Beer, soda and seltzer water rely on carbon dioxide to give the beverages its fizzy mouth feel, so a depleting supply of CO2 from ethanol plants is causing concern among beverage makers.
Ethanol producers are a major supplier of the gas to food and beverage companies, but the market has been cut as consumers drive less, forcing many U.S. ethanol plants that sell carbon dioxide to idle or cut production.
Bob Pease, chief executive officer of the Brewers Association, told Reuters that carbon dioxide suppliers have increased prices by about 25% due to reduced supply.
"The problem is accelerating. Every day we're hearing from more of our members about this," Pease said.
It's not just beverage makers either, meat companies also depend on carbon dioxide to process, preserve and ship products. As a result, a coalition including the North American Meat Institute, Brewers Association and Beer Institute wrote in April a letter to Vice President Mike Pence where they expressed a "strong concern" that the ongoing coronavirus risks were creating a shortage of carbon dioxide.

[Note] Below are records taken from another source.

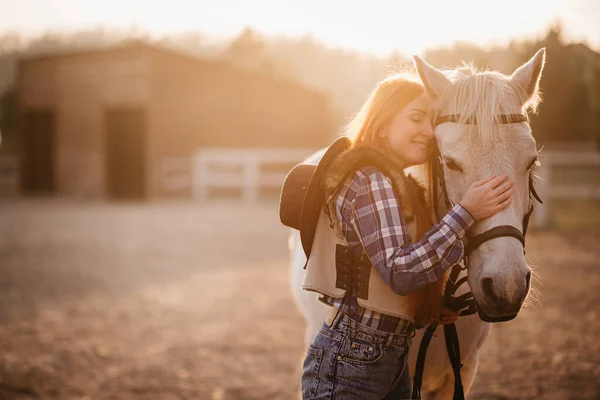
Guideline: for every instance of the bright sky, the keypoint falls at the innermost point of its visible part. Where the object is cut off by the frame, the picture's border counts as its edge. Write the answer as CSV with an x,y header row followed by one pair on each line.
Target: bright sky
x,y
375,26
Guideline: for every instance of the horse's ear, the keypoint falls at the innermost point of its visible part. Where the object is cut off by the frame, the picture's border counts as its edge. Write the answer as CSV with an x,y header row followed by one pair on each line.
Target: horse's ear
x,y
433,79
528,75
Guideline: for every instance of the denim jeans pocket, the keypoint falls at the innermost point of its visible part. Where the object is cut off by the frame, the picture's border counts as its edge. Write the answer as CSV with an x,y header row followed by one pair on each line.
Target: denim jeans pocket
x,y
310,373
360,352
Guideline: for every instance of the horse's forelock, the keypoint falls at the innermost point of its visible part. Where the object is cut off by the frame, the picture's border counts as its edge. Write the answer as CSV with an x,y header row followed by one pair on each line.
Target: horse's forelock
x,y
483,95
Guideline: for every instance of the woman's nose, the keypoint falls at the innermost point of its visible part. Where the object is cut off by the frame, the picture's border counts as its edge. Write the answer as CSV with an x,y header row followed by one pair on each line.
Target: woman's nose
x,y
428,131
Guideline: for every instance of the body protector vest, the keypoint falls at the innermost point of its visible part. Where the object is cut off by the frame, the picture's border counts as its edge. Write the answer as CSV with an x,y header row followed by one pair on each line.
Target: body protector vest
x,y
334,269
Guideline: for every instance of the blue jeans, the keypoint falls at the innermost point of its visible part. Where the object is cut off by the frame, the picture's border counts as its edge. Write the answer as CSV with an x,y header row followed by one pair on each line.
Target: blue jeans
x,y
347,361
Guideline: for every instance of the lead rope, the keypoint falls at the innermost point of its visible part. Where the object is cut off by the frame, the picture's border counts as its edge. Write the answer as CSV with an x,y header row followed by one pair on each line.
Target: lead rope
x,y
463,303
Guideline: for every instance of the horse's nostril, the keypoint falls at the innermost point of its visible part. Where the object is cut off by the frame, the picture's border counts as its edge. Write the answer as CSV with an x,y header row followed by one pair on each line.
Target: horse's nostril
x,y
486,286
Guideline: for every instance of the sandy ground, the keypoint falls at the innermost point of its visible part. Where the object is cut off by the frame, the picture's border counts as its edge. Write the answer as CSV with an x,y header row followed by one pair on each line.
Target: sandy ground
x,y
189,301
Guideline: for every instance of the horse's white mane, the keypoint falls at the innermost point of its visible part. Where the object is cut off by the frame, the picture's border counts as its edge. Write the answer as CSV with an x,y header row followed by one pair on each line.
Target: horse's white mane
x,y
484,95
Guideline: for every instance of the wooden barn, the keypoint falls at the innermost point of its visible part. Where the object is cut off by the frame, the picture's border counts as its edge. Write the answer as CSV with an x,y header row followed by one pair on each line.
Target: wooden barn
x,y
97,124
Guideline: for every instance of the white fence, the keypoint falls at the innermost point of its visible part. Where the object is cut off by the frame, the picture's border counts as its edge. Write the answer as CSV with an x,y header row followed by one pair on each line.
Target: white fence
x,y
550,161
249,170
219,168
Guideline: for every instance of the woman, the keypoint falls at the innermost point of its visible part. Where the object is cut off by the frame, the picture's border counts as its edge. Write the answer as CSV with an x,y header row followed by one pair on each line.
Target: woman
x,y
390,259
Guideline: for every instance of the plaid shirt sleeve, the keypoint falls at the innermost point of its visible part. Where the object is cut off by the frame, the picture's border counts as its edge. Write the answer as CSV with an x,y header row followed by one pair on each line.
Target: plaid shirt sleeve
x,y
376,218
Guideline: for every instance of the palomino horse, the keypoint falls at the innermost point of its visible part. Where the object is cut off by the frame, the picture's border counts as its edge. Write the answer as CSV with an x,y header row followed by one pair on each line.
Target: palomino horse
x,y
481,130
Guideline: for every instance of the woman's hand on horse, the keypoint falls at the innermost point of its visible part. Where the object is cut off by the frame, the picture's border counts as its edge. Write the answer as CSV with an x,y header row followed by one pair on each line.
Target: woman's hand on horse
x,y
487,197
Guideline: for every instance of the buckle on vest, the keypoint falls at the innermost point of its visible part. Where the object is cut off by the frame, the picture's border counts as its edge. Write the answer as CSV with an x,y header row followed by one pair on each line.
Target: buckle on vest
x,y
352,272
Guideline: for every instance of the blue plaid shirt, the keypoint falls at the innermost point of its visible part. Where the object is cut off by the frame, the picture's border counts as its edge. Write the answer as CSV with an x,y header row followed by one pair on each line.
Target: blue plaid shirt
x,y
370,216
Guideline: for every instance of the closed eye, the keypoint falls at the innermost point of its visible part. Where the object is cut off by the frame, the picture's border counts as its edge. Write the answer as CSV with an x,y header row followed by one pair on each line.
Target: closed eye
x,y
452,164
535,162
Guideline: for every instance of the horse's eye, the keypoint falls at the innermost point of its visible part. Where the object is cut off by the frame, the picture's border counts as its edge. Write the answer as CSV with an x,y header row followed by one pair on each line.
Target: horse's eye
x,y
453,165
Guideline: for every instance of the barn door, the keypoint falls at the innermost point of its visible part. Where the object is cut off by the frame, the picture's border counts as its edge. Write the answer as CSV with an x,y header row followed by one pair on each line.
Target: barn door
x,y
38,136
126,154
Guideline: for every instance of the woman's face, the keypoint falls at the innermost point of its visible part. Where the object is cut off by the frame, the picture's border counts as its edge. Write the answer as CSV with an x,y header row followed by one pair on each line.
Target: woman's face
x,y
410,134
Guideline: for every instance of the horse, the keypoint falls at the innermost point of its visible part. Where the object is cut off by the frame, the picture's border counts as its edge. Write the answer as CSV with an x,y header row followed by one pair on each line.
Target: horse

"CO2 is critical for the operations of food and beverage manufacturers that provide essential goods and services to Americans. CO2 is used in the processing, packaging, preservation, and shipping of many foods," the letter said.
The majority of garlic consumed in the U.S. is imported from China. Supply chains there were interrupted, which has weakened supply and increased prices. The cost of garlic are up 29% from last year during the pandemic, while wholesale prices are up 60% from the start of this year, according to the Wall Street Journal.
Globally, there is a struggle to produce enough garlic. Philippines Agriculture Secretary William Dar told U.S. senators in May that there is a shortage of both onions and garlic in the Philippines. He said the country is trying to boost its domestic production, but it takes time.
As COVID-19 impacts more countries, CEO of Olam Spices Greg Estep previously told Food Dive that orders in March for U.S.-grown onions, garlic and chilies jumped 20% from the previous year.
"The main shift from China to U.S. garlic is due to customers addressing supply chain concerns. However, we are seeing a large number of businesses who were sourcing garlic primarily from China, who are now looking to move some portion of their purchases to the U.S. as a contingency," he said in an email. "We believe that many customers will continue to stick with U.S. garlic in the longer term instead of relying on China as their single source."
With more trouble globally, more manufacturers may look to source their ingredients closer to home in the future.
Christopher Ranch in Gilroy, California told the Mercury News that its demand for garlic jumped 60%. The farm sells to grocery stores, restaurants and industrial buyers, but as quarantines started, the company went from selling 500,000 pounds of garlic a week to 800,000 pounds.
Baking bread became a common past time for consumers over the last several months.
From sourdough to focaccia, pictures of homemade bread spread across social media during lockdowns. Those pictures inspired more and more shoppers to give bread making a try, causing demand for ingredients like flour and yeast to skyrocket past capacity.
Sales for baking yeast were up 258.5% compared to last year for the week ending May 23, according to Nielsen data emailed to Food Dive. As sales jumped, consumers started to complain about empty shelves and shortages of dry yeast.
Robb MacKie, CEO of the American Bakers Association, told Slate in April that the industry was not prepared for the run on yeast because there's usually a lull in demand for bread products and ingredients in the first quarter of the year, while the peak typically comes during the holiday season at the end of the year.
There is also a concern about workers getting sick when processing the product. Yeast plants have implemented more health measures for their employees. MacKie said facilities have been doing temperature checks, installing plexiglass shields and distributing PPE, similar to many other food processing facilities in the U.S.
"We need to keep these plants operational and protect the employees," MacKie said. "We are worried."